The fix for this problem is for companies and organizations seeking EJV licenses to understand how to organize these companies to meet the requirements. Too often, these organizations attempt to cut corners on the issue of the full participation of investors who meet the state’s definition of SE investors. I have also argued in this column that the SEC should consider publicly owned cannabis retailers, particularly in the big cities, if EJVs are not going to be licensed.

Social equity in cannabis also requires those most negatively impacted by the illegality of cannabis to have employment opportunities in the industry. Thousands of Connecticut Black and brown men and women were arrested for cannabis possession who had their lives turned upside down. It would be fair if these individuals who may not be able to own firms in the industry should at least have opportunities to work in the industry. To accomplish these goals, the SEC needs the help of the governor and the General Assembly.

Because cannabis is illegal at the federal level, cannabis businesses and organizations that can support the achievement of social equity have their hands tied behind their back. For example, any nonprofit that receives federal support cannot use any of that federal support to support cannabis businesses or social equity workers.

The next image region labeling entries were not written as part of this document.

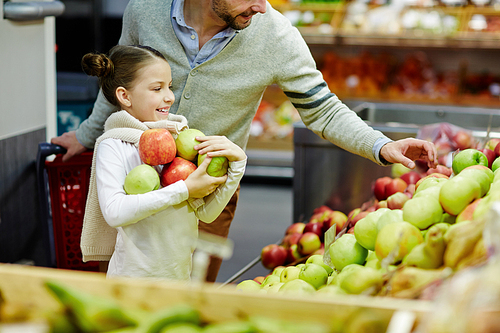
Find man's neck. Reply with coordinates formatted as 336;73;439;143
184;0;227;49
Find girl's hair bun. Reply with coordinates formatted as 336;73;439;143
82;53;113;77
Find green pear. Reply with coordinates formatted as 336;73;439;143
328;232;368;271
340;266;384;295
439;177;481;215
403;223;447;269
354;208;390;251
403;196;444;230
375;220;424;263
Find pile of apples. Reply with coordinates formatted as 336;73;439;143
123;128;229;194
246;139;500;298
260;206;348;270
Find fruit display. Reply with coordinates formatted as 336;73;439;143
123;128;229;194
250;136;500;299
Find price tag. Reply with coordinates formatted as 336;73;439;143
386;310;417;333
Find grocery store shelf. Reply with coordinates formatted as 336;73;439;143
245;149;293;179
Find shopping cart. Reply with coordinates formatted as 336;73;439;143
36;142;99;271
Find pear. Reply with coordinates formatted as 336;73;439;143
444;219;485;268
340;266;384;295
388;266;447;297
403;223;447;269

Now you might ask: why do nonprofits want to support cannabis businesses? One reason is that we have an extensive workforce development infrastructure in the state designed to train workers. (I am a consultant to one of the larger workforce development agencies. The Workplace does provide worker training and could provide this training for SE cannabis workers.)

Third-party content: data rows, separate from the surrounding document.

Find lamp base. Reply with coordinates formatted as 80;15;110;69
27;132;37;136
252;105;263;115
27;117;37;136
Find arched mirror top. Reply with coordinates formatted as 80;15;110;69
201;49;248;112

Connecticut’s cannabis law specifically has a goal to employ workers who were negatively impacted by the illegality of cannabis. Many of these workers are already being trained by workforce development organizations in the state, but none of these organizations can use the federal funds they rely on to train cannabis workers.

The long-term fix for this problem is for the US Senate to pass the HR 3617 “The Marijuana Opportunity Reinvestment and Expungement Act” that was passed in the House of Representatives in April. This law would remove cannabis as a controlled substance, thus eliminating the prohibitions of federally chartered banks from accepting deposits from cannabis businesses and allowing federal funds to be used to support programs designed to train cannabis workers who were criminalized by federal cannabis laws.

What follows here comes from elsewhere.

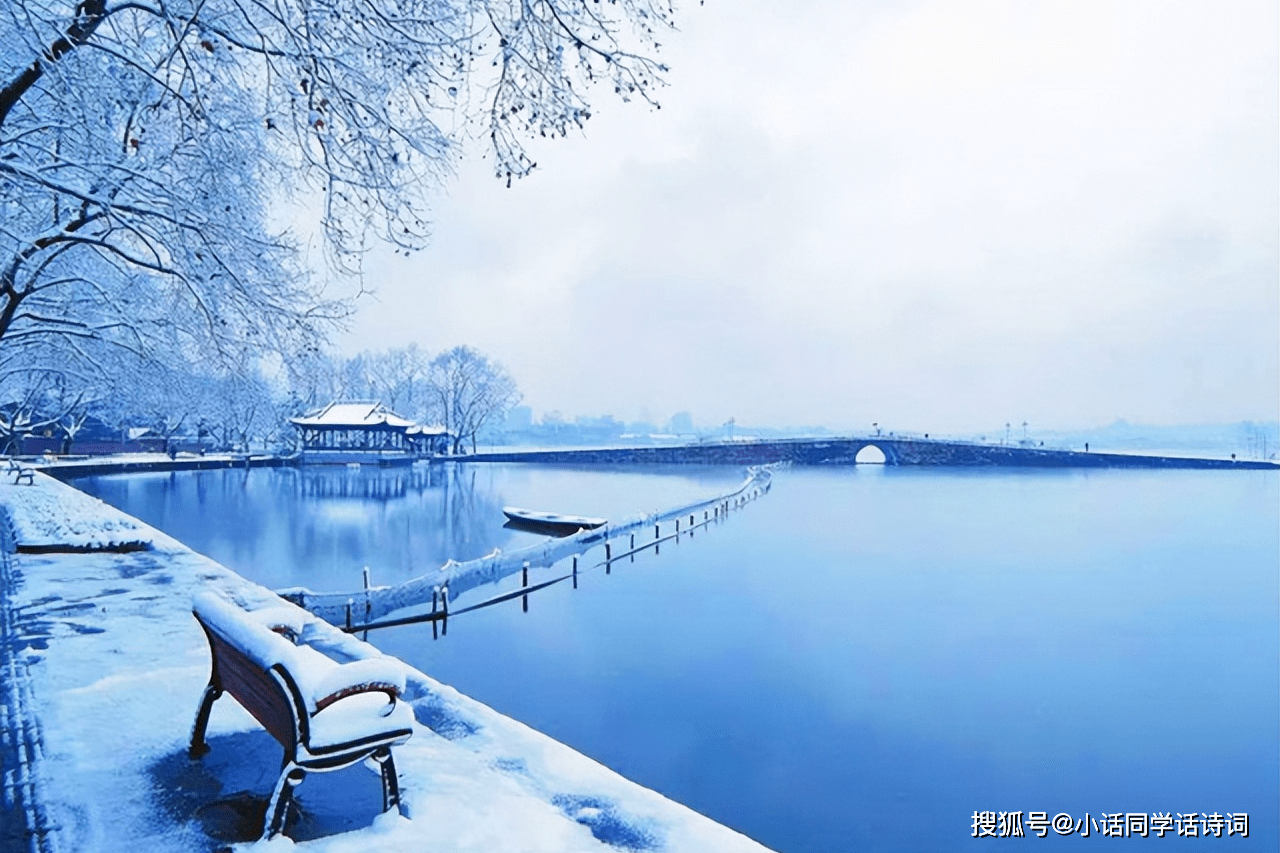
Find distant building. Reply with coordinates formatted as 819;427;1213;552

The short-term solution is for Gov. Lamont and the General Assembly to support the state’s workforce development organizations so that they can train impacted workers to find jobs in an industry that will create thousands of good-paying jobs in the state. Without state support for workforce development, many of the licensees will have no credible source to turn to for trained social equity workers. Some private and public universities might attempt to fill the training void, but this path is not as likely to attract workers with a cannabis criminal history because of the cost of training in academic institutions.

This support for the state’s existing workforce development system could be funded by license fees paid by license applicants and by direct payments by licensees to workforce development agencies.

The state also needs to support similar nonprofits that have a history of supporting businesses run by minorities and women. Social equity cannabis ventures will need financial, management, technology, and other support to be successful in what will be a very competitive industry. Unlike some of the national companies coming into the state, these truly social equity cannabis companies will have a short runway to become successful.

We must do more than say what we want to happen. To ensure social equity in cannabis we must invest in SE entrepreneurs and SE workers.

Fred McKinney is the co-founder of BJM Solutions, an economic consulting firm that conducts public and private research since 1999, and is the emeritus director of the Peoples Center for Innovation and Entrepreneurship at Quinnipiac University.